Elie had two sons, Fromental and Léon, both of whom achieved fame in Parisian artistic circles. The former would compose several highly acclaimed operas, including La Juive, which Proust would use as a prominent and recurring motif in À la recherche du temps perdu, beginning with the narrator’s own grandfather humming an aria from the work when a friend of his grandson came to call.
Halévy La Juive - aria di Eleazar "Rachel..." Neil Shicoff
A description of the experience
Daniel Halévy archive in Dijon - published in Marcel Proust: Écrits de jeunesse 1887—1895, edited by Anne Borrel et al.
Letter from Proust to Daniel Halévy 1888 [translated by Terrence Kilmartin.]
“You think me jaded and effete. You are mistaken.

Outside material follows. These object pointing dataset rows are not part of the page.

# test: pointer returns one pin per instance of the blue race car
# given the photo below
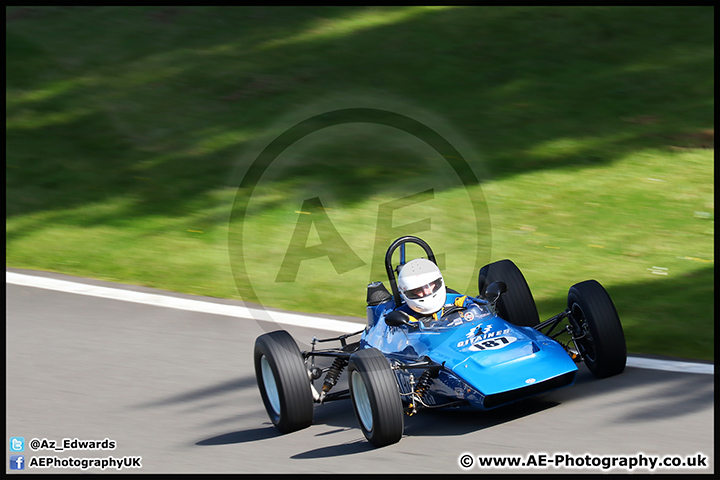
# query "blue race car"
(428, 346)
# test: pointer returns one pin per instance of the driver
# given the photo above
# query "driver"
(421, 285)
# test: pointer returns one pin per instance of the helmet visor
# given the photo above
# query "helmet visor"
(424, 291)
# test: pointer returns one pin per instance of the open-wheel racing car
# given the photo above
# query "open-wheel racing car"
(482, 352)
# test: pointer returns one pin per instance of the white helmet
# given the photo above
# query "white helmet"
(421, 286)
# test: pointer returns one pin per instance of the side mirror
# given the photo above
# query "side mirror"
(397, 318)
(494, 291)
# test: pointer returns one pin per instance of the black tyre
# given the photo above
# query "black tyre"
(283, 381)
(517, 305)
(594, 318)
(375, 397)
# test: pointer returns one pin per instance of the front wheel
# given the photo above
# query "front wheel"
(597, 329)
(375, 397)
(283, 381)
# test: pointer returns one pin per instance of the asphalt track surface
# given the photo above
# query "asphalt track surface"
(177, 388)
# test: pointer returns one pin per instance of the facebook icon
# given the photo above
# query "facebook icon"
(17, 462)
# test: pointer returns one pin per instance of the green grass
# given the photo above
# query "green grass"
(129, 130)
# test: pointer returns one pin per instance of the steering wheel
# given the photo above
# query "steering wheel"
(452, 309)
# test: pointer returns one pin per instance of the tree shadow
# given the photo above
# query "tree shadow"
(515, 92)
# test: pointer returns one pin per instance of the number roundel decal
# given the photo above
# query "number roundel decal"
(492, 343)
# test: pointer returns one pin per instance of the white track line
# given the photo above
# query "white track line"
(271, 316)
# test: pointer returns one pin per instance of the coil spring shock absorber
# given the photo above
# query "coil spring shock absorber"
(333, 374)
(423, 383)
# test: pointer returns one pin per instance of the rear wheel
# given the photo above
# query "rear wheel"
(595, 321)
(517, 305)
(283, 381)
(375, 397)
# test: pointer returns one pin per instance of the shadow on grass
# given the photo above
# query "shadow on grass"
(160, 105)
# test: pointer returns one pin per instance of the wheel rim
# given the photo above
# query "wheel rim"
(362, 401)
(270, 385)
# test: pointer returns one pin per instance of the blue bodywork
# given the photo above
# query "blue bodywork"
(479, 359)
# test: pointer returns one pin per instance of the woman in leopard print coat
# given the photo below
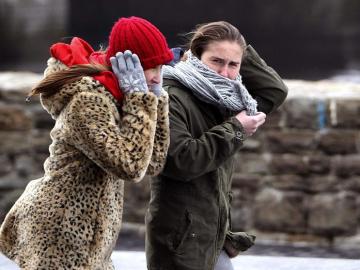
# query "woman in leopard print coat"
(70, 218)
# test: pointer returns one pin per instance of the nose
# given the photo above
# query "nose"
(223, 71)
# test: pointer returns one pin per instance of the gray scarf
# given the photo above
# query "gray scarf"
(210, 87)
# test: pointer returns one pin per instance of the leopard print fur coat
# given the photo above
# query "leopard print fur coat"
(70, 218)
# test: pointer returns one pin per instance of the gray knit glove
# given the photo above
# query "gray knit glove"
(129, 72)
(157, 88)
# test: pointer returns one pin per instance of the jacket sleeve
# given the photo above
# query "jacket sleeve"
(190, 157)
(124, 149)
(262, 82)
(162, 137)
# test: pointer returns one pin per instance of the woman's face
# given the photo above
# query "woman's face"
(224, 57)
(153, 76)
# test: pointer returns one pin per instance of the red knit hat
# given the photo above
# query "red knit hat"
(141, 37)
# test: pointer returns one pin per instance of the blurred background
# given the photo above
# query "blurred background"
(297, 183)
(301, 39)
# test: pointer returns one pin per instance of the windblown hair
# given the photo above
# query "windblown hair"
(53, 82)
(214, 31)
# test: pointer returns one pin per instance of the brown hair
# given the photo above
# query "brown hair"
(214, 31)
(54, 81)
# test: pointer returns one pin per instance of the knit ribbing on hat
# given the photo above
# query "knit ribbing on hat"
(141, 37)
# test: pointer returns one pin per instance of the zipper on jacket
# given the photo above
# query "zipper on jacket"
(218, 223)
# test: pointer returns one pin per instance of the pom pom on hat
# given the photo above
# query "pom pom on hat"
(141, 37)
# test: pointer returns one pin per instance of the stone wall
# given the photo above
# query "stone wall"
(297, 180)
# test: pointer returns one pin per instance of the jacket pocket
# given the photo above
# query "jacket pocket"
(177, 240)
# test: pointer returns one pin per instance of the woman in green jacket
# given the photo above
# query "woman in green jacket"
(212, 112)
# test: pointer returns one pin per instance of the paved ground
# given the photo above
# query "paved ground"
(135, 260)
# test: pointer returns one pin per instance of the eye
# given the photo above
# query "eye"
(217, 61)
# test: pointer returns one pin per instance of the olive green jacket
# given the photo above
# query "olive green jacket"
(189, 214)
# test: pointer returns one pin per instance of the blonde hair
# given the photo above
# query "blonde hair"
(214, 31)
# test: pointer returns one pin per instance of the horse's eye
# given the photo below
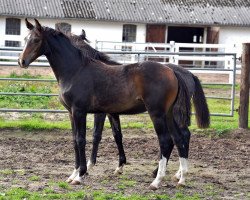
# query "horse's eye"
(36, 40)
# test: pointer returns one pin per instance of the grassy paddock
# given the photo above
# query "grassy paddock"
(38, 121)
(219, 125)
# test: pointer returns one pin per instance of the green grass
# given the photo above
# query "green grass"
(37, 121)
(34, 178)
(47, 194)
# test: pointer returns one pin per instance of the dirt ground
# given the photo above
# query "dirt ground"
(219, 166)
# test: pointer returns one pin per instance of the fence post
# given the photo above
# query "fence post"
(244, 87)
(172, 49)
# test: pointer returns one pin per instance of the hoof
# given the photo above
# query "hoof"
(176, 179)
(153, 187)
(69, 180)
(180, 185)
(74, 182)
(118, 171)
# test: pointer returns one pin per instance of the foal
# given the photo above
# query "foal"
(194, 89)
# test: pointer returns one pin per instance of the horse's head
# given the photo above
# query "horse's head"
(34, 46)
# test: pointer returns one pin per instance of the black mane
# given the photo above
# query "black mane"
(79, 42)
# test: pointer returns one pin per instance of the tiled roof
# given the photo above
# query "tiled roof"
(205, 12)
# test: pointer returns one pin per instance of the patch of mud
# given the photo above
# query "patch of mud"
(219, 167)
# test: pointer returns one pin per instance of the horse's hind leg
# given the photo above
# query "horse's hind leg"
(171, 146)
(99, 120)
(161, 129)
(116, 129)
(181, 137)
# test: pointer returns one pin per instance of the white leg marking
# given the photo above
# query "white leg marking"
(78, 179)
(160, 174)
(119, 170)
(73, 175)
(90, 165)
(177, 175)
(183, 170)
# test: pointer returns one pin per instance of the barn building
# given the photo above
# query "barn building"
(159, 21)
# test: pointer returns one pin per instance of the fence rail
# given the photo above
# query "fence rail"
(139, 55)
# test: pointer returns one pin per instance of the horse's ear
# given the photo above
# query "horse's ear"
(28, 24)
(83, 33)
(38, 25)
(83, 36)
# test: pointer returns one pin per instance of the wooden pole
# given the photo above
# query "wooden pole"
(244, 87)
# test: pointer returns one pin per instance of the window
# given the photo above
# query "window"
(13, 26)
(10, 43)
(63, 27)
(129, 33)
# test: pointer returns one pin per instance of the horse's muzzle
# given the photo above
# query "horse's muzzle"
(22, 63)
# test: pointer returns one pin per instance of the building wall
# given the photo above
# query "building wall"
(101, 31)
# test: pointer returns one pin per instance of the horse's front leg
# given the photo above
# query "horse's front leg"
(99, 120)
(117, 133)
(79, 120)
(77, 161)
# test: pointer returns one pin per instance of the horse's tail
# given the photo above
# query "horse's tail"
(182, 105)
(200, 105)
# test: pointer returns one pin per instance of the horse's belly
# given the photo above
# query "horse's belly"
(119, 107)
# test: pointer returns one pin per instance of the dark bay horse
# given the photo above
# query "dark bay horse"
(194, 89)
(90, 86)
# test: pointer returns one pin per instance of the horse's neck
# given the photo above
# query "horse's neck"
(64, 59)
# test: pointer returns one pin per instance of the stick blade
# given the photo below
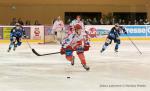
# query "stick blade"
(33, 50)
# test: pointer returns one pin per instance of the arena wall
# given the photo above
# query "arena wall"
(46, 11)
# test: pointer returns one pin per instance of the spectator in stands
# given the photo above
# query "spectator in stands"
(27, 22)
(146, 22)
(88, 21)
(123, 22)
(36, 22)
(135, 22)
(129, 22)
(113, 21)
(141, 22)
(20, 21)
(101, 21)
(14, 21)
(94, 21)
(120, 21)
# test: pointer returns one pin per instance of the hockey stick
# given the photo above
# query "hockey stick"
(134, 44)
(36, 53)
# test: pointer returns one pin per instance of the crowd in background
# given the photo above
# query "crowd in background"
(21, 22)
(89, 21)
(112, 21)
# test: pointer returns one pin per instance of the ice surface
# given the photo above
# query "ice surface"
(23, 71)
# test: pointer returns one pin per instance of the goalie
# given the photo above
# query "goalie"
(75, 42)
(114, 34)
(15, 36)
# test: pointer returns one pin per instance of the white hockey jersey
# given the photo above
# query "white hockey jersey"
(58, 25)
(75, 22)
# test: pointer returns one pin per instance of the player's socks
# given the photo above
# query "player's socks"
(86, 67)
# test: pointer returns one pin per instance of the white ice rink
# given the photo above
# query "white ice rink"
(125, 71)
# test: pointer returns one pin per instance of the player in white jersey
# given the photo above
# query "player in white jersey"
(77, 21)
(58, 29)
(75, 42)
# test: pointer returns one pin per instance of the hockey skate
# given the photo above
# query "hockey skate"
(86, 67)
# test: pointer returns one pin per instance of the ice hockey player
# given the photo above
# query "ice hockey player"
(58, 29)
(75, 42)
(77, 21)
(15, 36)
(114, 35)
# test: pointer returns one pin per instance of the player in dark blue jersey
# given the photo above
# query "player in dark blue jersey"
(15, 36)
(114, 35)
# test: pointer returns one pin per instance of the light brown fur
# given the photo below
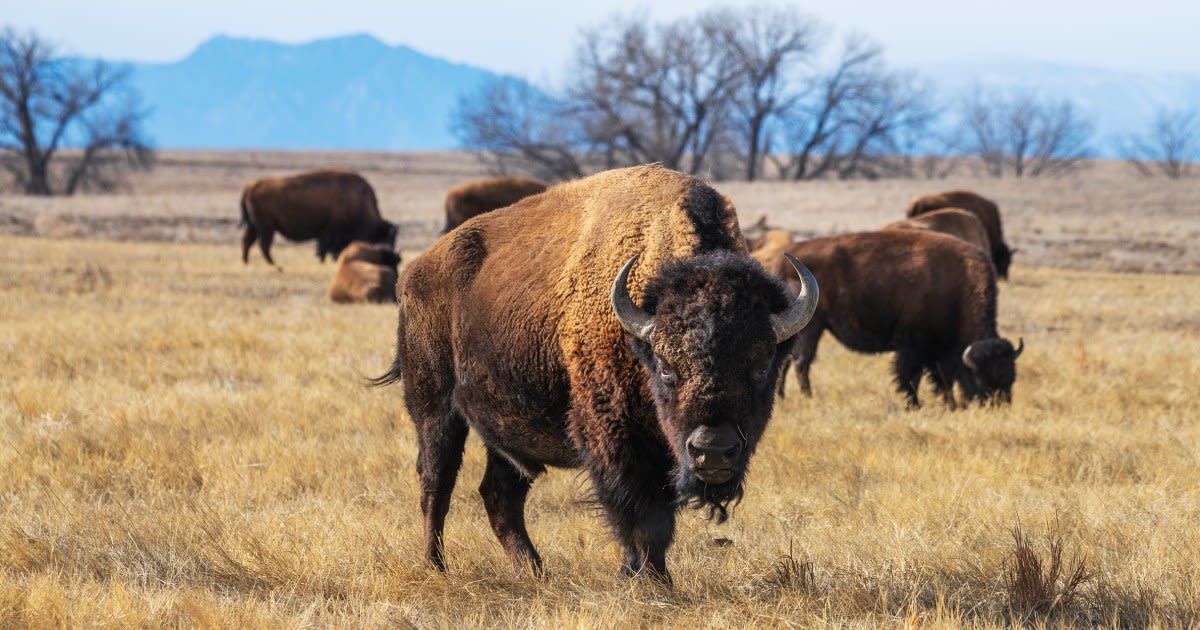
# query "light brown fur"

If you are delicious, if you have lovely eyes which reflect the grace and refinement of your mind with such purity that I feel I cannot fully love your mind without kissing your eyes, if your body and mind, like your thoughts, are so lithe and slender that I feel I could mingle more intimately with your thoughts by sitting on your lap, if, finally, I feel that the charm of your person, in which I cannot separate your keen mind from your agile body, would refine and enhance ‘the sweet joy of love’ for me, there is nothing in all that to deserve your contemptuous words, which would have been more fittingly addressed to someone surfeited with women and seeking new pleasures in pederasty.”